The newest product offering in convenient, low-cost borrowing has quite the hook.

Readvanceable mortgages combine a mortgage and home-equity line of credit (HELOC). As you pay down your mortgage, you increase the amount you can borrow. If you foresee mismanaging your finances so that you need ever-increasing amounts of borrowing room, then get one for sure. Avoid them if you want to maintain your financial independence and contain your ability to borrow.

The federal Financial Consumer Agency of Canada (FCAC) highlighted readvanceable mortgages in a warning issued Wednesday about the dangers of home-equity lines of credit. There are about three million HELOC accounts in Canada, with an average outstanding balance of $70,000.

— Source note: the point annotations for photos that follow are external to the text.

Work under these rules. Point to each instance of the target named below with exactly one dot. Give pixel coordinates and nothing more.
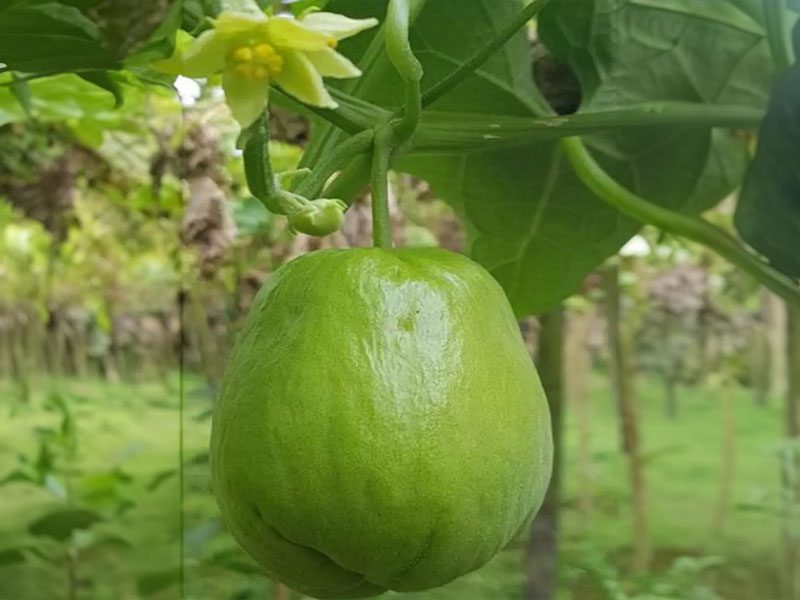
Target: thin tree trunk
(791, 463)
(620, 344)
(671, 396)
(578, 365)
(19, 366)
(728, 467)
(776, 316)
(542, 550)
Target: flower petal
(299, 78)
(205, 56)
(288, 33)
(247, 98)
(338, 26)
(231, 24)
(330, 63)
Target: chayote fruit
(380, 425)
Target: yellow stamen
(267, 56)
(243, 54)
(265, 52)
(244, 71)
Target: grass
(133, 428)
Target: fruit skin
(380, 425)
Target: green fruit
(381, 425)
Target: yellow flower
(252, 49)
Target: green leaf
(60, 524)
(711, 52)
(50, 37)
(10, 556)
(301, 6)
(18, 476)
(531, 223)
(105, 81)
(161, 43)
(195, 13)
(768, 214)
(22, 92)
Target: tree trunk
(791, 463)
(776, 315)
(542, 550)
(19, 366)
(671, 396)
(728, 468)
(578, 365)
(620, 345)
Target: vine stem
(484, 54)
(312, 184)
(398, 47)
(381, 219)
(395, 132)
(692, 228)
(780, 43)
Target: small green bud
(319, 217)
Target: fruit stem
(381, 219)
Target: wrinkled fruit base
(381, 425)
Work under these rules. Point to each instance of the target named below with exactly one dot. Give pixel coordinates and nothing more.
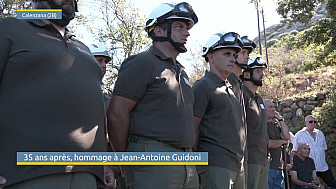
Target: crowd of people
(52, 99)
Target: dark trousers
(327, 177)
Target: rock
(312, 102)
(301, 103)
(295, 120)
(287, 116)
(294, 107)
(312, 97)
(286, 110)
(320, 96)
(299, 112)
(287, 102)
(308, 107)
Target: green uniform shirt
(257, 137)
(163, 95)
(50, 98)
(237, 85)
(274, 133)
(221, 131)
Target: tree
(326, 115)
(8, 7)
(121, 27)
(303, 11)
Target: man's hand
(2, 181)
(110, 175)
(278, 116)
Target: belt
(135, 138)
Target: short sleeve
(324, 144)
(133, 78)
(295, 142)
(201, 98)
(295, 163)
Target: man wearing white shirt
(316, 140)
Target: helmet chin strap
(178, 46)
(242, 66)
(256, 82)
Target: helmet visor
(256, 63)
(248, 43)
(183, 10)
(230, 39)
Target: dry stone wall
(295, 109)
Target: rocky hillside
(283, 28)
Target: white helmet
(256, 62)
(168, 11)
(248, 44)
(99, 50)
(222, 40)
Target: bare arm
(315, 179)
(273, 144)
(296, 181)
(283, 126)
(118, 121)
(197, 121)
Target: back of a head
(222, 40)
(165, 14)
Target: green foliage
(271, 42)
(326, 115)
(318, 45)
(8, 7)
(298, 10)
(119, 25)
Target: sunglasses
(182, 10)
(228, 39)
(248, 42)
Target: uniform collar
(45, 23)
(216, 79)
(160, 54)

Read more: Consumer agency pushes for clearer info on home equity lines of credit

Last year, roughly 80 per cent of HELOCs were in readvanceable mortgages.

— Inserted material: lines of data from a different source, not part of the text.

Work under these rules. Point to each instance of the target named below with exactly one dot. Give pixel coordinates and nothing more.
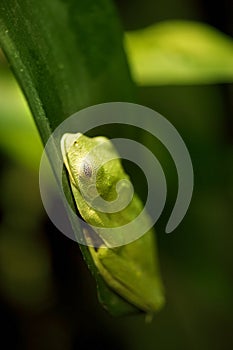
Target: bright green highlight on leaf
(130, 270)
(179, 52)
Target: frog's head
(92, 163)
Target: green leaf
(67, 55)
(179, 52)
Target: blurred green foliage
(48, 299)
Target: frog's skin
(130, 270)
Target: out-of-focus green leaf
(19, 137)
(67, 55)
(179, 52)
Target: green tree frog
(130, 270)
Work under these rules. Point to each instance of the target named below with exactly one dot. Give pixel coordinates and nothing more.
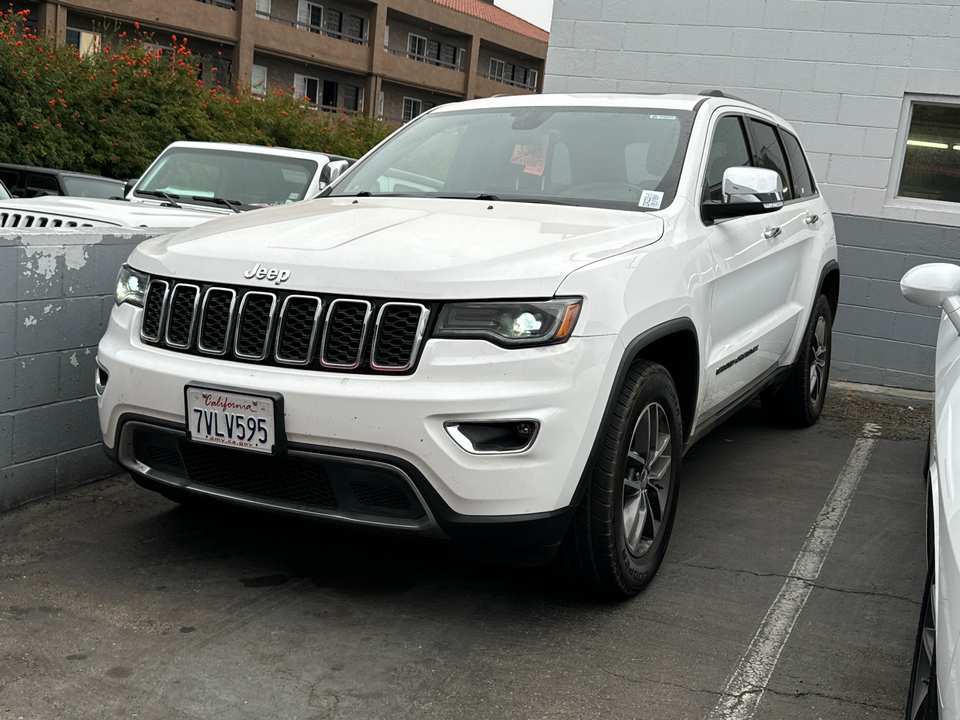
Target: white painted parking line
(742, 693)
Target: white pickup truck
(189, 183)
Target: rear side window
(727, 149)
(803, 184)
(770, 153)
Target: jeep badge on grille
(261, 273)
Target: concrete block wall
(56, 293)
(839, 71)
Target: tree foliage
(111, 112)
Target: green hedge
(112, 112)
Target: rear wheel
(620, 532)
(799, 400)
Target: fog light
(100, 383)
(498, 437)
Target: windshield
(627, 159)
(246, 180)
(88, 187)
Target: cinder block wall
(839, 72)
(56, 292)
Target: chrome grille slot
(397, 337)
(216, 321)
(345, 333)
(154, 310)
(182, 315)
(297, 329)
(254, 325)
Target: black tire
(922, 698)
(635, 482)
(799, 400)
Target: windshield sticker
(532, 157)
(651, 199)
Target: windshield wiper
(232, 204)
(172, 199)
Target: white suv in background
(503, 326)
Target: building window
(931, 154)
(84, 41)
(307, 87)
(310, 16)
(416, 47)
(258, 81)
(411, 108)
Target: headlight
(131, 286)
(511, 324)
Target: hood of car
(92, 211)
(411, 248)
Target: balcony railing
(228, 4)
(319, 30)
(426, 59)
(511, 83)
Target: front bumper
(399, 421)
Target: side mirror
(332, 170)
(934, 285)
(746, 191)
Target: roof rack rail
(720, 93)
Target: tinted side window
(803, 184)
(727, 149)
(770, 153)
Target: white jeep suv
(503, 326)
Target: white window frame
(419, 105)
(299, 80)
(94, 44)
(258, 80)
(418, 56)
(899, 151)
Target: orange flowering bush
(111, 112)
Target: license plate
(234, 419)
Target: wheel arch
(673, 344)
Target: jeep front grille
(312, 331)
(41, 220)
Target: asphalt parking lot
(115, 603)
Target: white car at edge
(934, 683)
(502, 327)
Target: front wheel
(799, 400)
(620, 532)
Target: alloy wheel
(646, 481)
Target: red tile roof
(497, 16)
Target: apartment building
(391, 59)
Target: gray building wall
(56, 293)
(840, 72)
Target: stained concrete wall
(56, 293)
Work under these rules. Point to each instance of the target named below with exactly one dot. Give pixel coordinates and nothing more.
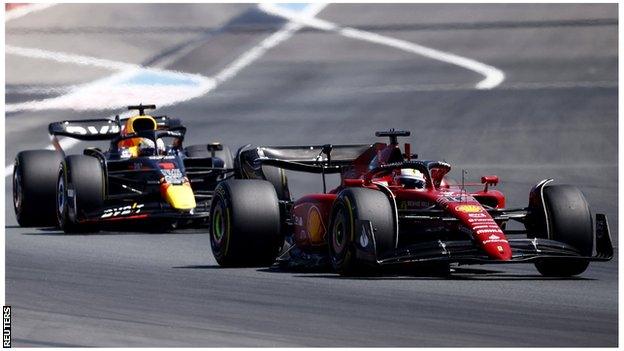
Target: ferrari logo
(468, 208)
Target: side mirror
(489, 180)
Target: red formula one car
(393, 209)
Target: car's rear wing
(86, 129)
(311, 159)
(101, 128)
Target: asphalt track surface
(555, 115)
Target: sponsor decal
(414, 204)
(125, 153)
(122, 211)
(490, 226)
(468, 208)
(465, 229)
(92, 130)
(315, 226)
(477, 215)
(173, 176)
(494, 239)
(482, 220)
(483, 231)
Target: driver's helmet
(146, 147)
(132, 147)
(411, 178)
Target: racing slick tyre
(569, 221)
(204, 150)
(354, 204)
(80, 190)
(34, 187)
(245, 223)
(277, 177)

In fact, banks have reported to the FCAC that the readvanceable mortgage is now the default option offered to people who have a good credit rating and are buying a home with a down payment of at least 20 per cent. You may be told about other mortgage choices in a bank branch, but expect the readvanceable option to be pushed on you.

Banks like readvanceable mortgages because they hook clients like fish. If you wanted to move your mortgage to another lender at some point, you'd have to pay upward of $1,000 in legal and discharge fees.

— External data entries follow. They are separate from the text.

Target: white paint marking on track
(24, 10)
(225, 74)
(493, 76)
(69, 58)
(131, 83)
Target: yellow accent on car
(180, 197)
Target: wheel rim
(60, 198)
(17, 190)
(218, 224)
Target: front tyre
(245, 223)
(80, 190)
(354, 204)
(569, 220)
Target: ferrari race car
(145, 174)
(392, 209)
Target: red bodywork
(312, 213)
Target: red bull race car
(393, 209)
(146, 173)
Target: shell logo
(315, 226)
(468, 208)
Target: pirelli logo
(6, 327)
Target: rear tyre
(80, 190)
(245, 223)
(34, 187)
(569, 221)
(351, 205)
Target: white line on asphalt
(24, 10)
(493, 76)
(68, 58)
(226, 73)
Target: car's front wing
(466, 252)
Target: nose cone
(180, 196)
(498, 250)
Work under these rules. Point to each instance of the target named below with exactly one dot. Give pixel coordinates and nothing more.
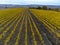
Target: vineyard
(21, 26)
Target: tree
(44, 7)
(39, 7)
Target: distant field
(21, 26)
(52, 17)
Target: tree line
(46, 8)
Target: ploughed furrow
(49, 37)
(25, 28)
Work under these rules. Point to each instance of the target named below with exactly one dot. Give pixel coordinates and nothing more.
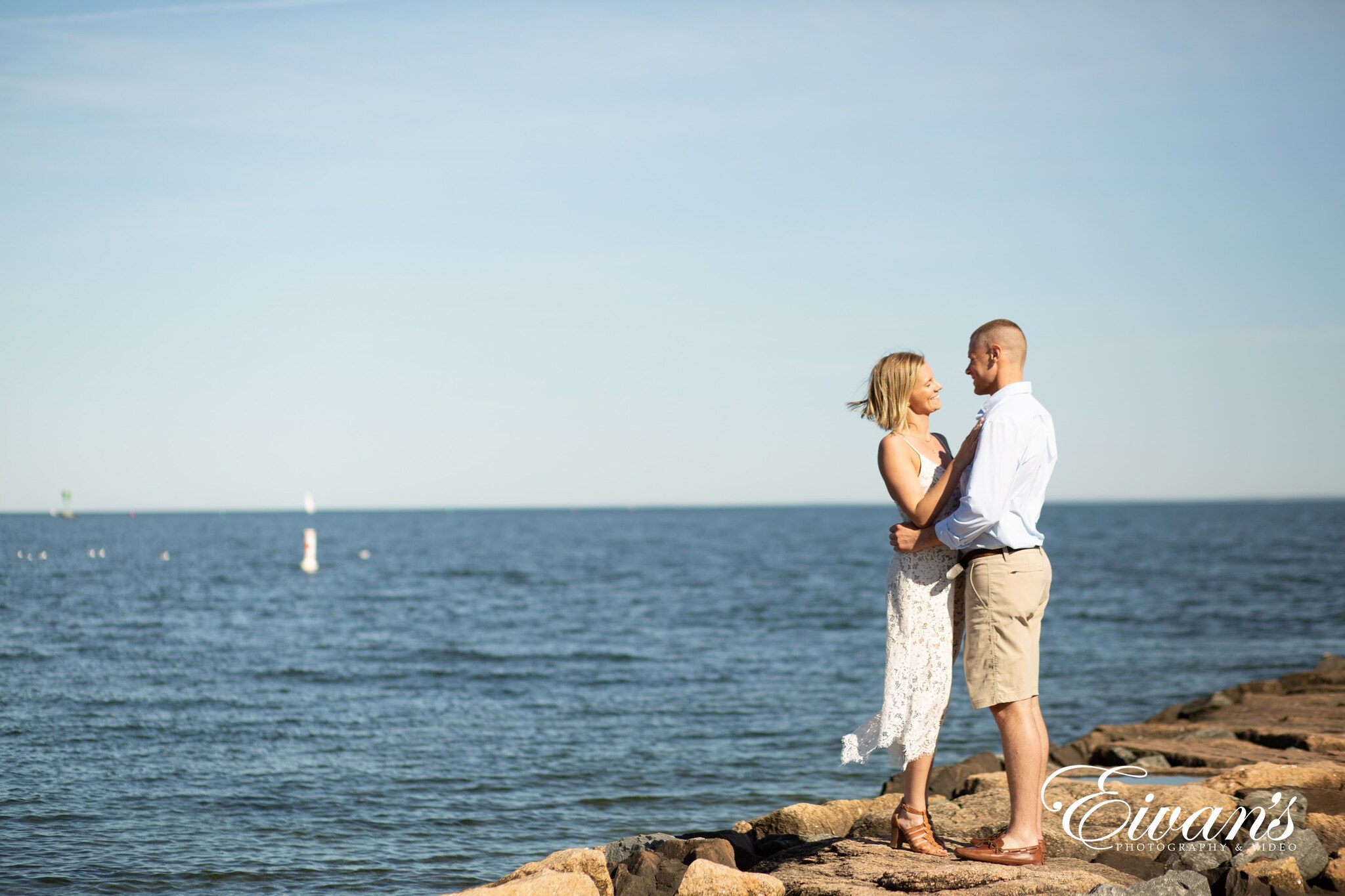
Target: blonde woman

If you stay with your lender, prepare for some frustration when you discuss rates on renewing your mortgage. "The banks know the readvanceable mortgage is a sticky product," said Robert McLister, a mortgage planner and founder of "So you're generally not going to get offered the lowest mortgage rates on renewal."

For sure, there are some advantages to readvanceable mortgages. If you decide to add a HELOC to your traditional mortgage later on, expect to pay several hundred dollars in legal/setup fees. There are no additional costs for the HELOC component of a readvanceable mortgage, Mr. McLister said.

Also, a regular HELOC lets you access just 65 per cent of your property's value (your HELOC plus mortgage cannot be more than 80 per cent of your home's value). With a readvanceable mortgage, the full amount you borrow is available to you if you pay as agreed. When you pay down the principal, your available credit in the revolving portion grows equivalently.

A disciplined, savvy borrower could profit from this arrangement by investing money drawn from a HELOC to generate returns in excess of what the credit line costs. Rates for HELOCs these days are typically prime plus 0.5 of a percentage point, or 3.2 per cent at most banks. It's quite possible to earn higher returns than this by investing in stocks, for example.

The FCAC's concern is that HELOCs may be adding stress to the finances of Canadians at a time when their debt levels are already at a record high. The agency's stats on HELOCs do suggest people aren't managing them well. Most people don't pay their HELOCs in full until they sell their house, and 25 per cent pay only the interest or minimum amount every month. Forty per cent do not make regular payments toward the principal.

HELOCs can make sense as a financial tool for low-cost, short-term financing, but you have to keep them on a short leash. Get one after you've owned a house for several years and learned to manage your finances. Ask to have it added to your mortgage and be prepared to pay several hundred dollars in setup fees.

Once you have a HELOC added to your mortgage, you're in the same position as the person with the readvanceable mortgage in that you can't change lenders without racking up legal fees. But if you waited five years after buying to set up a HELOC, at least you get one mortgage renewal in before you lose your freedom to find a new lender.

The FCAC calls readvanceable mortgages inherently risky and complex products. The agency wants to develop guidance on better disclosure of these mortgages so that people can make more informed comparisons with traditional mortgages.

Until this better guidance comes along, be wary of readvanceable mortgages. They benefit banks at the expense of borrowers.